The Anthropic Cosmological Principle meets Computational Complexity; Hilarity Ensues

Scott Aaronson, the second-most amusing person in string theory, demonstrates how to solve NP-complete problems, about halfway through a talk:


But what could NP-hardness possibly have to do with the Anthropic Principle? Well, when I talked before about computational complexity, I forgot to tell you that there's at least one foolproof way to solve NP-complete problems in polynomial time. The method is this: first guess a solution at random, say by measuring electron spins. Then, if the solution is wrong, kill yourself! If you accept the many-worlds interpretation of quantum mechanics, then there's certainly some branch of the wavefunction where you guessed right, and that's the only branch where you're around to ask whether you guessed right! It's a wonder more people don't try this.


This is a pretty obvious idea once you hear it (those are always the best ones. As Huxley was suppoed to have said upon reading The Origin of Species, "How extremely stupid not to have thought of that").


Aaronson takes this as evidence that anthropic arguments are invalid, since he's fairly attached to the idea that NP-hard problems are hard. I tend to agree, there has always been something Panglossian about anthropic cosmology. In fact...you could implement Dr. Pangloss using Aaronson's procedure. If you are convinced that the world is not as good as it could be, you kill yourself. Then the versions of you left alive are perforce inhabiting the best of all possible worlds.

Sunday, December 17, 2006

Hacking in progress

Not that you care, but: I'm using this blog to test some automatic tagging software I'm messing with, so be prepared to see various sorts of labels come and go as it gets refined.
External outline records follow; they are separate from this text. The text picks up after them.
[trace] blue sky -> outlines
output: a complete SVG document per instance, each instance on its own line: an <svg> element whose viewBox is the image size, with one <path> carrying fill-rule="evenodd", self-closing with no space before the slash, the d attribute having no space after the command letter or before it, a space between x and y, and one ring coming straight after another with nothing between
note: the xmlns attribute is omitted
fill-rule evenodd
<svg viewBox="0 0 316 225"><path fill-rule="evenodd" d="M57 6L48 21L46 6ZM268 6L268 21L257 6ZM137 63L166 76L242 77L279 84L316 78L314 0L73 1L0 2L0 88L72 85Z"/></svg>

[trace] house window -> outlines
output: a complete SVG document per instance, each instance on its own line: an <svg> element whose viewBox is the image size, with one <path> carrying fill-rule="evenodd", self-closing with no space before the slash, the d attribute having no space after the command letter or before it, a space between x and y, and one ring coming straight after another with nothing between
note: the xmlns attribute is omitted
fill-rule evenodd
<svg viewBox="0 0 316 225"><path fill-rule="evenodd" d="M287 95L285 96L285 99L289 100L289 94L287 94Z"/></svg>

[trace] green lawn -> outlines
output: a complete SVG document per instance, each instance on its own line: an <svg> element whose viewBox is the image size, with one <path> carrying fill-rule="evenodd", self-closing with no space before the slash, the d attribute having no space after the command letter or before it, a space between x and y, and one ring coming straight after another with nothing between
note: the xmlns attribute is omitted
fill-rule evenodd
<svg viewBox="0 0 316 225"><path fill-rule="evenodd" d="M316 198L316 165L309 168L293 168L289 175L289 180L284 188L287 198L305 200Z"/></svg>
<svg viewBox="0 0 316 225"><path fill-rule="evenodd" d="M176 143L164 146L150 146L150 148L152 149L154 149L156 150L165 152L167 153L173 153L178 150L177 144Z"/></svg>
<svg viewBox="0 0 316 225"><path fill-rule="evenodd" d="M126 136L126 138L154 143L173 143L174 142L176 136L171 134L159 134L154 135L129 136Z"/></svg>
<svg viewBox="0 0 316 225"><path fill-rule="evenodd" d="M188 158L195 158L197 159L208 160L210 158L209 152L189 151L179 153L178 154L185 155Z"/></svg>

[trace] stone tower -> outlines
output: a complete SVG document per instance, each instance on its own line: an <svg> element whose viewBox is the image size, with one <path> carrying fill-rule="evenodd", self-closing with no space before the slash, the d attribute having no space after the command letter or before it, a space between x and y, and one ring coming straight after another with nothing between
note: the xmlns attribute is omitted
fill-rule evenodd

For instance, it unsurprisingly picks up doom as a category, but misses this post which has doom three times (but in the title, not the body).

This is all by way of playing with the Blogger Beta (which supports tagging), the GData APIs, the Yahoo term extraction service, and other fun stuff.

But doing this very dumb preliminary term extraction and indexing renews my dream of having a system that will actually help me organize and structure the cluttered contents of my mind. This is something that I've wanted for at least 20 years (more like 30 actually, that's when I first encountered Ted Nelson's Computer Lib/Dream Machines). I've made some stabs at building stuff like this over the years. Blogs and wikis are stabs in related directions but still aren't quite it. Still, the dream is alive.

And I see I've dreamed out loud in this forum a year or so ago, without doing much since then.

Friday, December 15, 2006

God is not mocked

The forces of atheism are coming up with some new in-your-face tactics. One guy has issued a $50000 challenge:
This is an open challenge to any American citizen who passes a lie detector test that I will specify in a moment.

We will both take the math SAT or GRE (aptidude test). Your choice. We will both have only half the normally allotted time to lessen the chances of a perfect score. Lower score pays higher score $50,000.

To qualify you must take a reputable polygraph that proclaims you are truthful when you state that:

1. You are at least 95% sure that Jesus Christ came back from the dead.

AND

2. You are at least 95% sure that adults who die with the specific belief that Jesus probably wasn't resurrected will not go to heaven.
...
But I'm betting fifty grand they are not. Their beliefs make them relatively stupid (or uninterested in learning). Or only relatively stupid people can come to such beliefs. One or the other. That is my contention. And this challenge might help demonstrate that.

This is a nice idea but it might backfire. I'm sure the mean believer is pretty dumb, but I would not be surprised if there are some believers who are mathematically adept. William Dembski of the Discovery Institute is a jerk but he does have a PhD in Mathematics, for instance. And what about all those brilliant Jesuits? Do they still have them? I'd like to think that there is a class of brilliant and perverse people who are believers simply because it is intellectually challenging. Anyone can believe the possible, but believing in the impossible requires either stupidity or genius.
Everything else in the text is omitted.